24.06.2013

Christliche Werte haben Bestand

Der erste Bundeskanzler der Nachkriegszeit in Deutschland, Konrad Adenauer, schrieb in seinen Erinnerungen an die Gründerjahre: „Der aus christlichem Ideengut erwachsene Grundsatz, dass die Würde der Person, die Freiheit und die sich daraus ergebenden Folgerungen über allem stehen müssen, allein konnte uns helfen, ein neues politisches Ziel dem deutschen Volk zu weisen, ein neues politisches Leben in ihm zu erwecken."

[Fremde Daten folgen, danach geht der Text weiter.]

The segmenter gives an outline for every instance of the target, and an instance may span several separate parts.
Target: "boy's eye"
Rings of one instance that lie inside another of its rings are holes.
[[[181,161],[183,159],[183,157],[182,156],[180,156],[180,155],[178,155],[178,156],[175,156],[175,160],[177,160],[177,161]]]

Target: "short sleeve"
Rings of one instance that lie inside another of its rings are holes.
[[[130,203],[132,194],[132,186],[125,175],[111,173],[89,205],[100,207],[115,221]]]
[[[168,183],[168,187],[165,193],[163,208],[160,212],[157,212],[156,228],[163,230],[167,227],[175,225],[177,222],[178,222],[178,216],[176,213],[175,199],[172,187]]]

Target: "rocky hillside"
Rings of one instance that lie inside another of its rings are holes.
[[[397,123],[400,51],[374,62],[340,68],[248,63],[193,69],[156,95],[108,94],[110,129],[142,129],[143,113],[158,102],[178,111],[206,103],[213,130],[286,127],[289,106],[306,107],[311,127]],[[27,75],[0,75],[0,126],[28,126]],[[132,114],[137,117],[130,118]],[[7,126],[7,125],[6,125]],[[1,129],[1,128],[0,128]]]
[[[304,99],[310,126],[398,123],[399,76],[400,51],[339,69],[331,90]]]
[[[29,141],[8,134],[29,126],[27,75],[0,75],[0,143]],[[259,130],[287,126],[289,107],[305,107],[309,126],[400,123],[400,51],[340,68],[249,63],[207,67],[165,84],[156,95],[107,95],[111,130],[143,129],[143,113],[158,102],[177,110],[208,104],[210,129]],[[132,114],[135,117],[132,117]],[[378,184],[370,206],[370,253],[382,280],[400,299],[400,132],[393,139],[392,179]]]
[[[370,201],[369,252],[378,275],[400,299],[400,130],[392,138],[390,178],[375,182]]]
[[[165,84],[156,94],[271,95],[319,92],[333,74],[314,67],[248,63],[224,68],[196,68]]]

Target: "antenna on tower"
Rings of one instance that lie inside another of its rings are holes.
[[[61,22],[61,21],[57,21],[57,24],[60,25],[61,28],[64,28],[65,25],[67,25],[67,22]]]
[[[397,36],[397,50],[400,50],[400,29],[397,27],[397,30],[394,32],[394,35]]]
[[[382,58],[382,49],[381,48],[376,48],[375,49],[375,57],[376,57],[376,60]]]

Der Gedanke mag heute vielen Menschen ungewohnt erscheinen, doch in den ersten Jahren der Bundesrepublik Deutschland war genau diese Einstellung die Grundlage für den Wiederaufbau. Als das Allensbacher Institut für Demoskopie wenige Jahre nach Ende des 2. Weltkriegs, im Februar 1952, die Bevölkerung in einer repräsentativen Studie fragte: „Wie muss das Programm einer Partei sein, damit sie für Deutschland Gutes wirkt: Muss es christlich sein?" antworteten 56 Prozent der Befragten mit „Ja". Das waren wesentlich mehr, als die Parteien, die sich ausdrücklich auf christliche Traditionen beriefen, damals Anhänger hatten. Die Frage ist nun, ob diese christlichen Prinzipien auch heute noch gelten. Immerhin hat der christliche Glaube in der Gesellschaft ganz stark an Bedeutung verloren. Deshalb erstaunt es umso mehr, wenn wir sehen, dass jüngste Umfrageergebnisse zeigen, dass die christliche Kultur sogar von denen verteidigt wird, die sich nicht mehr als Christen verstehen oder dazu bekennen, wie das eine entsprechende Umfrage des Allensbacher Instituts für Demoskopie zeigt, die von der Frankfurter Allgemeinen Zeitung im Jahr 2012 – also 60 Jahre nach der ersten Umfrage – in Auftrag gegeben wurde.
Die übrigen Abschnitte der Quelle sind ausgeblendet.